Know the structure and function of the lymphoid tissues and organs: (including afferent and efferent flow and specialized vasculature)
- bone marrow
- diffuse lymphoid tissue (BALT and MALT)
- lymph nodes
Components of the Lymphatic System
The lymphoid system has primary lymphoid organs, that produce lymphocytes, and secondary lymphoid organs, which are the sites of immune response.
Primary lymphoid organs include bone marrow and thymus (encapsulated). All lymphocytes originate in the bone marrow. B cells (as well as monocytes, erythrocytes, granulocytes, and megakaryoctyes) remain in the bone marrow as they mature. T cells migrate to the thymus before maturation.

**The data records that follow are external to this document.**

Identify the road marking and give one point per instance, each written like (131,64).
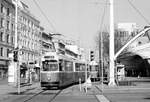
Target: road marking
(102,98)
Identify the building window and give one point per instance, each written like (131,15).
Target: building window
(8,11)
(1,51)
(12,27)
(12,40)
(2,8)
(7,25)
(1,36)
(7,52)
(7,38)
(2,22)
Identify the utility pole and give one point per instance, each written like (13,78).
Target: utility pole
(16,64)
(101,36)
(111,47)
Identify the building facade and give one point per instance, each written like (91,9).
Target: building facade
(7,31)
(47,44)
(29,42)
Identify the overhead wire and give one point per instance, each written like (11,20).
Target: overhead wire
(137,10)
(54,30)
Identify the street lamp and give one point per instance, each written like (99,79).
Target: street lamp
(16,64)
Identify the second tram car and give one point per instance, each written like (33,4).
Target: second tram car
(60,70)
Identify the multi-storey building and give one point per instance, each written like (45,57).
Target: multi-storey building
(46,42)
(29,35)
(29,40)
(7,26)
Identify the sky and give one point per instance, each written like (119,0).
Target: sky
(80,20)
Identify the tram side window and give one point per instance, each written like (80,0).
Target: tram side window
(50,66)
(61,65)
(68,66)
(77,67)
(80,67)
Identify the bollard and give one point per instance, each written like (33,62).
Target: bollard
(80,83)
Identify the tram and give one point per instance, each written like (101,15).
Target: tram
(93,70)
(59,70)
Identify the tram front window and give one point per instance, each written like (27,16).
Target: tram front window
(49,66)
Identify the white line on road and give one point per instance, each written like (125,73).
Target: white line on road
(102,98)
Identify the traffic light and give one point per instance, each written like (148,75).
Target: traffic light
(15,56)
(91,55)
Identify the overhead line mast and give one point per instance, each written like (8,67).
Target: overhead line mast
(111,47)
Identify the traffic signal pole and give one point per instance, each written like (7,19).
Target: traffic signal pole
(16,64)
(111,47)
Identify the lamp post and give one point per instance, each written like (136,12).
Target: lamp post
(111,47)
(16,64)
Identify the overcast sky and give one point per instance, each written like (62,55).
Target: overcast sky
(80,19)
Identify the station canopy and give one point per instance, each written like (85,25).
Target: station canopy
(93,63)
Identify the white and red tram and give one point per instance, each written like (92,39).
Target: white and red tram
(60,70)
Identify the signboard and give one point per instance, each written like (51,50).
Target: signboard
(11,73)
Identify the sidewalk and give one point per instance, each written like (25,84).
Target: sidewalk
(6,89)
(138,93)
(74,94)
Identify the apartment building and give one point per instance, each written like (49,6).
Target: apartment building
(7,31)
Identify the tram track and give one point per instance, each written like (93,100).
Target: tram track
(42,93)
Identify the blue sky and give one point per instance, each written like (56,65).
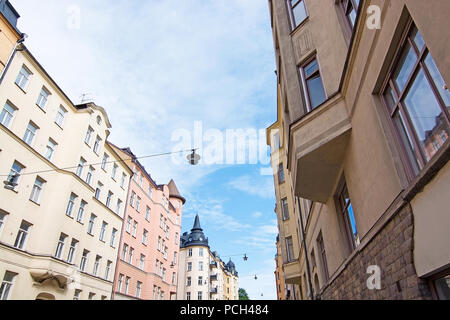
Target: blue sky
(158,66)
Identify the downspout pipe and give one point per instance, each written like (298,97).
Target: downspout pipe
(308,269)
(11,56)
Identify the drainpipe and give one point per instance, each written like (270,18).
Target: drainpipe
(11,56)
(308,270)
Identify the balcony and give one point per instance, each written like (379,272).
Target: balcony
(319,142)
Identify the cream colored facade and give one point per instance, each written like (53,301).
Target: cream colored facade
(44,265)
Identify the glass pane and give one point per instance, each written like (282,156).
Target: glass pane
(437,78)
(426,115)
(316,91)
(406,141)
(299,12)
(418,40)
(405,68)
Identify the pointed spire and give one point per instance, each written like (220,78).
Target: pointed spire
(197,224)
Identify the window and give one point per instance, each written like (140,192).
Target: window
(23,78)
(91,224)
(418,104)
(128,226)
(289,249)
(97,146)
(108,199)
(37,189)
(138,289)
(281,173)
(96,264)
(43,98)
(124,252)
(312,83)
(60,245)
(133,232)
(104,161)
(119,283)
(114,172)
(284,209)
(22,235)
(98,191)
(127,284)
(72,249)
(138,204)
(297,11)
(7,114)
(119,204)
(50,150)
(142,262)
(81,211)
(144,237)
(84,258)
(88,137)
(103,231)
(147,213)
(133,196)
(113,238)
(130,257)
(60,116)
(122,182)
(350,9)
(89,175)
(348,217)
(7,284)
(76,295)
(80,167)
(30,133)
(321,247)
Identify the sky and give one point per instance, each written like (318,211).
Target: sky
(162,69)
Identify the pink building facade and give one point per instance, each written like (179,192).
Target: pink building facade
(147,263)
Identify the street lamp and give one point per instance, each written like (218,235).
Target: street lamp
(193,158)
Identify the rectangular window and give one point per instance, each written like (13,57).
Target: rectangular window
(98,140)
(417,103)
(7,114)
(60,116)
(84,260)
(30,133)
(7,283)
(281,173)
(23,78)
(72,249)
(297,11)
(43,98)
(323,256)
(81,211)
(103,231)
(284,209)
(88,137)
(50,150)
(312,83)
(60,245)
(289,249)
(37,190)
(91,224)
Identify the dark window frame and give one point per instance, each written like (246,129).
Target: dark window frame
(412,169)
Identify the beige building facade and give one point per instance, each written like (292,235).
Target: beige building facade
(365,102)
(63,199)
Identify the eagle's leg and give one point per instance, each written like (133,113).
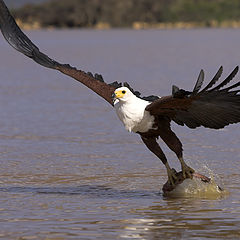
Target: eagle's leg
(186,170)
(154,147)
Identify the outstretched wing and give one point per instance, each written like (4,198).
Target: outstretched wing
(213,107)
(18,40)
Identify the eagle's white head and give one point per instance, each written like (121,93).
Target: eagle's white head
(123,94)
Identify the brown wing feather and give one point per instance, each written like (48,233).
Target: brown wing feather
(211,108)
(18,40)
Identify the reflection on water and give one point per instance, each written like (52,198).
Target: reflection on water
(68,168)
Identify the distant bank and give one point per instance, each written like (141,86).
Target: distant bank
(144,14)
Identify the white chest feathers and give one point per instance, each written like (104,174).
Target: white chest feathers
(133,115)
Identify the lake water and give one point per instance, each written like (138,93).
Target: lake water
(69,170)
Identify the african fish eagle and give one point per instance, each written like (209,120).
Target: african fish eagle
(150,117)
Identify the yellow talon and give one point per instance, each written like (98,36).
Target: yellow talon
(186,170)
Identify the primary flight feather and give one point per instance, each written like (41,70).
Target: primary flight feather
(150,117)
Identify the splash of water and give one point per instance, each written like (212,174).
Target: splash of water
(196,188)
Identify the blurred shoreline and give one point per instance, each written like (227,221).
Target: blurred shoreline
(138,25)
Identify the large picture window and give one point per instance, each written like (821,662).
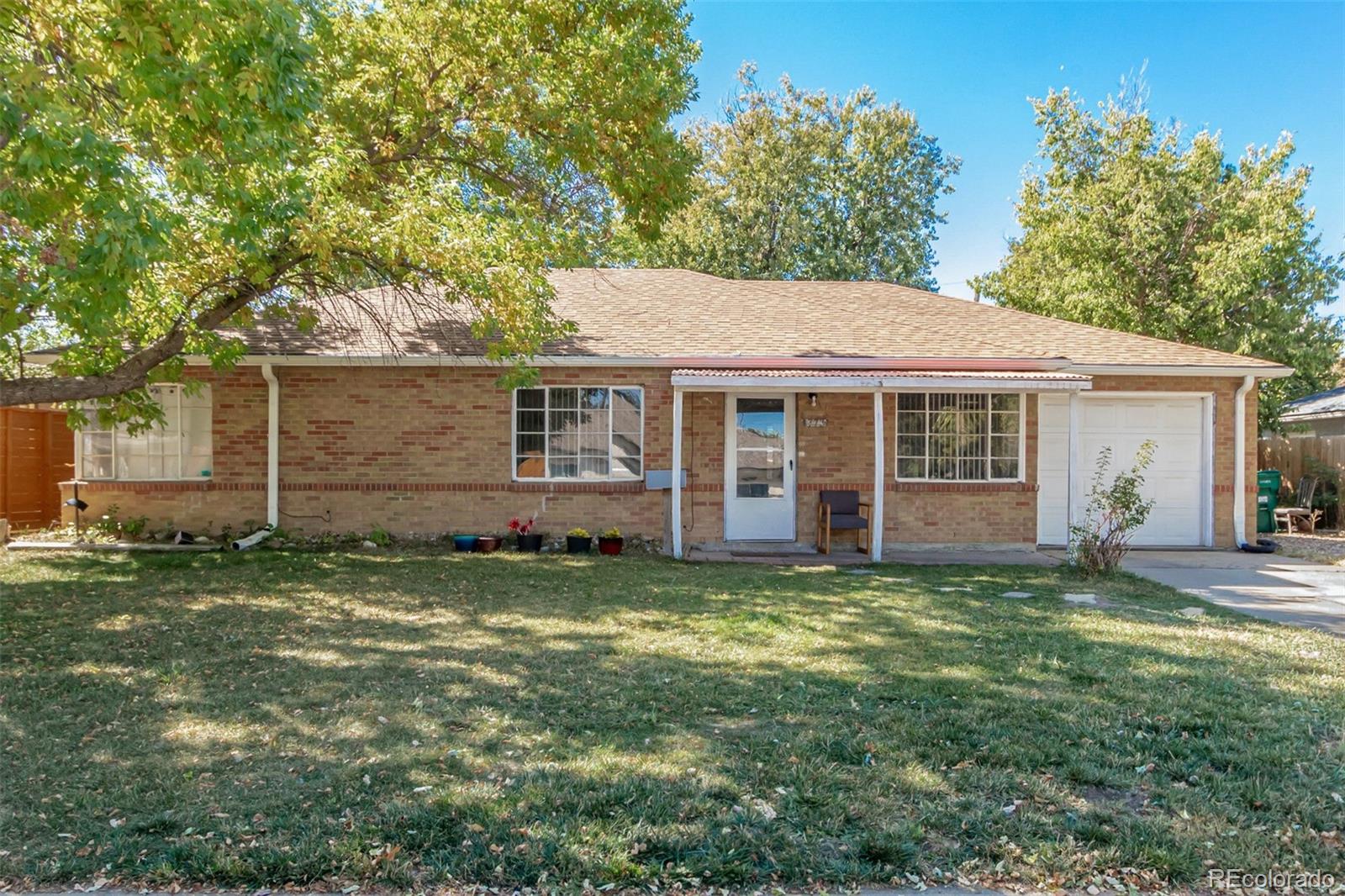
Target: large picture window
(959,436)
(578,432)
(178,448)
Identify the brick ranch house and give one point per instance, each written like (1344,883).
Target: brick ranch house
(963,424)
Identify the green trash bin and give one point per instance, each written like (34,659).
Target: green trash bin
(1268,498)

Secondary lymphoid organs include tonsil, lymph nodes, spleen, and diffuse lymphoid tissue (bronchial-associated lymphoid tissue or BALT in the lungs and mucosa-associated lymphoid tissue or MALT in the digestive tract). The lymph nodes and the spleen are both encapsulated
Lymphatic vessels carry lymph fluid which contains particulate matter, and protein that escape from blood capillaries as well as ingested fats, microorganisms, and other antigenic material that penetrate epithelial surfaces. Lymph is filtered in lymph nodes and then returned to the circulation via the thoracic duct and the right lymphatic duct.